VMware Cloud Community
cmbwml1
Enthusiast
Enthusiast

Use owner variable to customize VM/resourcepool/folder names

I'm trying to customize the "VMware.VirtualCenter.Folder" property, "Infrastructure.ResourcePool.Name" property, and the actual VM name with the AD username of the person requesting items from the catalog.  Does anyone know what the username variable is for the person submitting the catalog request?  I found an older document referencing {USR} but that doesn't seem to work.  The "VirtualMachine.Admin.Owner" property should contain what I need but it doesn't appear to be populated during the build workflow early enough to be used in other properties or I haven't figured out how to use it as a variable within the other property fields.  I don't want to create custom business groups or build profiles for a thousand users.

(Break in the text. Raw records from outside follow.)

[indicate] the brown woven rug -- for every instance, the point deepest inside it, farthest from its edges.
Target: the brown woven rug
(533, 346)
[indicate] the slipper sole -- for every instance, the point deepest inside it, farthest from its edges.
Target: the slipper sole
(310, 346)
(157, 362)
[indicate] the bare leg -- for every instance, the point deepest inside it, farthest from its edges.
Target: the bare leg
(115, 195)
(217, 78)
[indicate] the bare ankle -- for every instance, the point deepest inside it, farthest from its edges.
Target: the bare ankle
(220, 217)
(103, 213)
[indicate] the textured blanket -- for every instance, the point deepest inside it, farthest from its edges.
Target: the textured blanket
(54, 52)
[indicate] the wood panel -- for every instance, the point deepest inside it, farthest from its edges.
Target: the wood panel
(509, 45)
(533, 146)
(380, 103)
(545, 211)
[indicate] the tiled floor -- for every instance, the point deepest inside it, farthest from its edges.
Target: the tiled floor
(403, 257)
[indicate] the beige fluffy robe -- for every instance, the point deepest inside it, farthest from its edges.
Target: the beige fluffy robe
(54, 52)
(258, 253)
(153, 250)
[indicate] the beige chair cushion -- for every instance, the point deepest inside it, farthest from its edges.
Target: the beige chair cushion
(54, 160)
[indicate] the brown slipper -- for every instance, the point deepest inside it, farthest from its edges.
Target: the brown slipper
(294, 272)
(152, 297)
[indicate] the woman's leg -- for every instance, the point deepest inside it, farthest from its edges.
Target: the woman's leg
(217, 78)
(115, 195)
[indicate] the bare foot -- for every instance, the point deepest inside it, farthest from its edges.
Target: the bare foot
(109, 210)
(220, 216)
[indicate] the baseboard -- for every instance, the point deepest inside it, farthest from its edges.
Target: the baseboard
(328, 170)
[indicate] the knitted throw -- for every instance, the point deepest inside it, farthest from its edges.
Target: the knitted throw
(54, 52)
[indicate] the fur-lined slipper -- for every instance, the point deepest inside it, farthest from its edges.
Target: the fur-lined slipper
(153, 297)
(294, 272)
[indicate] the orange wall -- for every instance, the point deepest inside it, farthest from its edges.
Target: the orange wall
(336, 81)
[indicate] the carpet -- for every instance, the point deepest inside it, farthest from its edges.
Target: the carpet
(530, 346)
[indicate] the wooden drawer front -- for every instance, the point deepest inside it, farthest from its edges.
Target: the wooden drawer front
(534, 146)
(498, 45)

I would also like to leverage the AD username of the person requesting a catalog item to set ACLs on the VM's in vCenter so that they can gain access to their VM's console.  We upgraded to vRA 6.2 to fix an issue where we couldn't leverage AD groups for entitlements.  This unfortunately removed the VMRC link for our users to access console on their VMs.  Ideally I should be able to get the blueprint provisioning workflow (CloneWorkflow) to call another workflow that sets vCenter permissions on the objects being deployed.  That will require some form of AD user variable and access to edit the CloneWorkflow process.  Does anyone know where the CloneWorkflow script resides?  I don't see it in orchestrator.

THANKS!  -Chris

1 Reply
willonit
Hot Shot
Hot Shot

To get the owner of a VM in vRO, I create a scripting object with

var ownerEntity = virtualMachineEntity.getLink(vCACHost, "Owner")[0]

ownerName = ownerEntity.getProperty("UserName")

If you use the "Workflow template" that is part of the vCAC Plugin the virtualMachineEntity and vCACHost variables will map correctly. ownerName will be a string with the UPN of the requestor of the machine. Check out my workflow to add a local admin to windows here to see that code snippet in action. This will give you the AD user for the other permission entitlements you want to do too. You could use rszymczak's vmrc link creation workflow here as an action to generate console access links as an alternative to setting vCenter permissions until the vmdc bug is fixed. You could set vCenter permissions in a WFStubMachineProvisioned workflow for a blueprint.